At length, on the 6th of January, 1848, Father Ignatius and Father Dominic remain up after matins. We are told in the Journal, that the novice made his confession and had a long conference with his director, in preparation for the great event of his profession. Father Dominic was going off that day, but the conveyance disappointed him, he was obliged to wait till the next. That evening Father Ignatius is once more in the midst of a moving ceremony: on his knees, with his hands placed in Father Dominic's he pronounces his irrevocable consecration by the vows of his religious profession.[Footnote 10] The badges are affixed to his breast, the sacrifice is completed—and well and worthily was it carried out. It is easier to imagine than to describe the joy of the two holy friends, so long united in the bonds of heavenly charity, as they spoke that day about their first acquaintance, and wondered at the dispositions of Providence, which now made them more than brothers.

[Footnote 10: The profession on death-bed is conditional, so that if a novice recovers, after thus pronouncing his vows, he has to go on as if they had not been made.]

CHAPTER II.
His First Year As A Passionist.

Shortly after his profession, Father Ignatius was sent out on missions. The first mission he gave, with Father Gaudentius, was to his old parishioners of West Bromwich. Crowds came to hear him; some to have another affectionate look, and hear once more the well-known voice of their old pastor; others from curiosity to see what he had been transformed into by the monks. This mission was very successful, for, besides the usual work of the reconciliation of sinners, and the helping on of the fervent, there were fifteen Protestants received into the Church before its close. He gives another mission somewhere in the Borough, London, with the same companion. During this mission he hears that his style of preaching is not liked much by the Irish; he feels a little sad at this, as he fears the work may fail of success through his deficiency.

The preaching of Father Ignatius was peculiar to himself; he cannot be said to possess the gifts of human eloquence in the highest degree, but there was a something like inspiration in his most commonplace discourse. He put the point of his sermon clearly before his audience, and he proved it most admirably. His acquaintance with the Scriptures was something marvellous; not only could he quote texts in support of doctrines, but he applied the facts of the sacred volume in such a happy way, with such a flood of new ideas, that one would imagine he lived in the midst of them, or had been told by the sacred writers what they were intended for. Besides this, he brought a fund of illustrations to carry conviction through and through the mind. His illustrations were taken from every phase of life, and every kind of employment; persons listening to him always found the practical gist of his discourse carried into their very homestead; nay, the objections they themselves were prepared to advance against it, were answered before they could have been thought out. To add to this, there was an earnestness in his manner that made you see his whole soul, as it were, bent upon your spiritual good. His holiness of life, which report published before him, and one look was enough to convince you of its being true, compelled you to set a value on what he said, far above the dicta of ordinary priests.

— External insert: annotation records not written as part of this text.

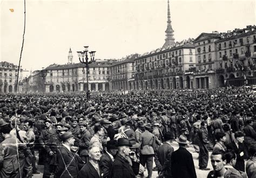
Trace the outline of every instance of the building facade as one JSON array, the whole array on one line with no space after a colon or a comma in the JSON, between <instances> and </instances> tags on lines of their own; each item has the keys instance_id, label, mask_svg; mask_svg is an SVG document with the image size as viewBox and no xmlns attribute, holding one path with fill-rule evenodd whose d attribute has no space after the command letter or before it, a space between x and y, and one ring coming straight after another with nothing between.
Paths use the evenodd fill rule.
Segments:
<instances>
[{"instance_id":1,"label":"building facade","mask_svg":"<svg viewBox=\"0 0 256 178\"><path fill-rule=\"evenodd\" d=\"M135 59L134 90L193 88L190 79L184 79L184 72L196 67L192 39L176 43L172 46L145 53ZM192 82L191 82L192 81Z\"/></svg>"},{"instance_id":2,"label":"building facade","mask_svg":"<svg viewBox=\"0 0 256 178\"><path fill-rule=\"evenodd\" d=\"M0 93L12 93L16 91L18 66L6 61L0 63ZM22 91L22 72L19 74L18 91Z\"/></svg>"}]
</instances>

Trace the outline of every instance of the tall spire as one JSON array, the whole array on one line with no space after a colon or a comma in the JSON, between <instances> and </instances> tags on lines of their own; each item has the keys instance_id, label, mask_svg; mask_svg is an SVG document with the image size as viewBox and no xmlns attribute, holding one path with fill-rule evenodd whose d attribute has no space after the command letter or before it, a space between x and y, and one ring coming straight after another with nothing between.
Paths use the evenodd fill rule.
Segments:
<instances>
[{"instance_id":1,"label":"tall spire","mask_svg":"<svg viewBox=\"0 0 256 178\"><path fill-rule=\"evenodd\" d=\"M166 47L168 46L171 45L175 43L174 38L173 38L174 30L172 29L171 21L171 12L170 12L169 0L168 0L168 8L167 8L167 29L165 30L165 43L163 46L163 47Z\"/></svg>"},{"instance_id":2,"label":"tall spire","mask_svg":"<svg viewBox=\"0 0 256 178\"><path fill-rule=\"evenodd\" d=\"M69 48L69 56L68 56L68 64L72 64L73 63L73 55L72 54L71 48Z\"/></svg>"}]
</instances>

His style was formed on the Gospel. He loved the parables and the similes of Our Lord, and rightly judged that the style of his Divine Master was the most worthy of imitation. So far as the matter of his discourses were concerned, he was inimitable; his manner was peculiar to himself, deeply earnest and touching. He abstained from the rousing, thundering style, and his attempts that way to suit the taste and thus work upon the convictions of certain congregations, showed him that his fort did not lie there. The consequence was, that when the words of what he jocosely termed a "crack" preacher would die with the sound of his own voice, or the exclamations of the multitude, Father Ignatius's words lived with their lives, and helped them to bear trials that came thirty years after they had heard him.

Towards the end of his life, he became rather tiresome to those who knew not his spirit; but it was the tiresomeness of St. John the Evangelist. We are told that "the disciple whom Jesus loved" used to be carried in his old age before the people, and that his only sermon was "My little children, love one another." He preached no more, and no less, but kept perpetually repeating these few words. Father Ignatius, in like manner, was continually repeating "the conversion of England." No matter what the subject of his sermon was, he brought this in. He told us often that it became a second nature to him; that he could not quit thinking or speaking of it, even if he tried, and believed he could speak for ten days consecutively on the conversion of England, without having to repeat an idea.